Disney’s other quality of real value, apart from being an innovator, was that he was able to pull together, like a director or general, a team of animators – and ensure their work reflected his overall vision.
What made Walt Disney your hero?
I was an asthmatic as a child and bedridden for much of the time, in the days before they had sophisticated drugs, so I didn’t have much chance of making it in the academic, let alone the physical world. Discovering that someone – namely Walt Disney – had carved out a career as a cartoonist was a real revelation to me, and opened up a world of possibilities in my mind. He also influenced me greatly as a cartoonist. He was a very cute cartoonist, and I’m anything but; he made the world look rosy and cute, and I don’t. But his baddies scared me out of my wits as a child, and I tried to incorporate those elements of wickedness in my drawings.
What was his finest hour?
For me, it was the period when he made his early feature films – before he went on to make his postwar live-action movies such as Mary Poppins. Despite the fact that it’s over 70 years old, I still think that Pinocchio is one of his best, if not his very best, animated films, for the quality of the drawings. It’s a terrific film.
Is there anything you don’t particularly admire about him?
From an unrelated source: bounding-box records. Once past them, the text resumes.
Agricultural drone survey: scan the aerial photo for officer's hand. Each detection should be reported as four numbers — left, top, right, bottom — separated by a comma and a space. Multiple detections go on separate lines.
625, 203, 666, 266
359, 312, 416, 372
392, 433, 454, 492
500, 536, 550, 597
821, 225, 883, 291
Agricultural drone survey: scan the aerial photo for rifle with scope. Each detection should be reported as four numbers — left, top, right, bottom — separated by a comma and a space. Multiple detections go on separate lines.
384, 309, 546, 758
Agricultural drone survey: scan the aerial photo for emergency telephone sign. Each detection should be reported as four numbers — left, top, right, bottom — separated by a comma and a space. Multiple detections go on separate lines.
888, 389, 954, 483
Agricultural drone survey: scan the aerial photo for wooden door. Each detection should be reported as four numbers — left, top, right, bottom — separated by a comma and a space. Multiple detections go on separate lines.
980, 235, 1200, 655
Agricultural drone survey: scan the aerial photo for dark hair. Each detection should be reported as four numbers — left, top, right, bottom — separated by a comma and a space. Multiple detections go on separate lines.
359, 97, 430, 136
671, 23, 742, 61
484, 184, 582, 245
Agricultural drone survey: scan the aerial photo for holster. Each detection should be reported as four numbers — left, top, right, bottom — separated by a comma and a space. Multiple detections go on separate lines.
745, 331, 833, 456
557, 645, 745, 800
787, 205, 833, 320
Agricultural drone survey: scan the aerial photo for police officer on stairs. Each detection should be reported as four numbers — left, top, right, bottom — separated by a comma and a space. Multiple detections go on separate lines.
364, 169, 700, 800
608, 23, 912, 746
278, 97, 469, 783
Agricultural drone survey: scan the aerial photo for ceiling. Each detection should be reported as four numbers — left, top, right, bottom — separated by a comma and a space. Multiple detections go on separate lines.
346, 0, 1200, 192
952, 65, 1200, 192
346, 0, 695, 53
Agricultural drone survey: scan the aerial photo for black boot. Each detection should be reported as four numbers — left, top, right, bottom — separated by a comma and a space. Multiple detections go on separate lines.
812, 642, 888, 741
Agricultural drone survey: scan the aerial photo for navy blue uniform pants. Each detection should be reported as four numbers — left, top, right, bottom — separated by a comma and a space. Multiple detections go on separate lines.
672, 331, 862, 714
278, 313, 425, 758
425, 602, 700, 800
Later on, I learnt that he was not perhaps as genial as his drawings suggested. Most of his drawings might have been very pretty, but it emerged after he died that he may have had quite controversial views. That said, a lot of these claims were hearsay, so it’s difficult to get at the truth. But I wouldn’t be an admirer of that side of him, if it was the case.
Can you see any parallels between his life and your own?
Like him, I’m lucky enough to have an ability to depict things in pictures rather than words. On the other hand, I can think of one very striking difference – he made millions and millions of dollars and I didn’t!
If you could meet Walt Disney, what would you ask him?
Much as I’m a fan of his work, I think I’d have asked him why virtually all his cartoons and characters had to be so damn cute – because it’s his scary characters that have always stuck in my mind.
Gerald Scarfe was talking to York Membery. He is one of Britain’s best-known cartoonists and illustrators, famous for his work with the rock group Pink Floyd.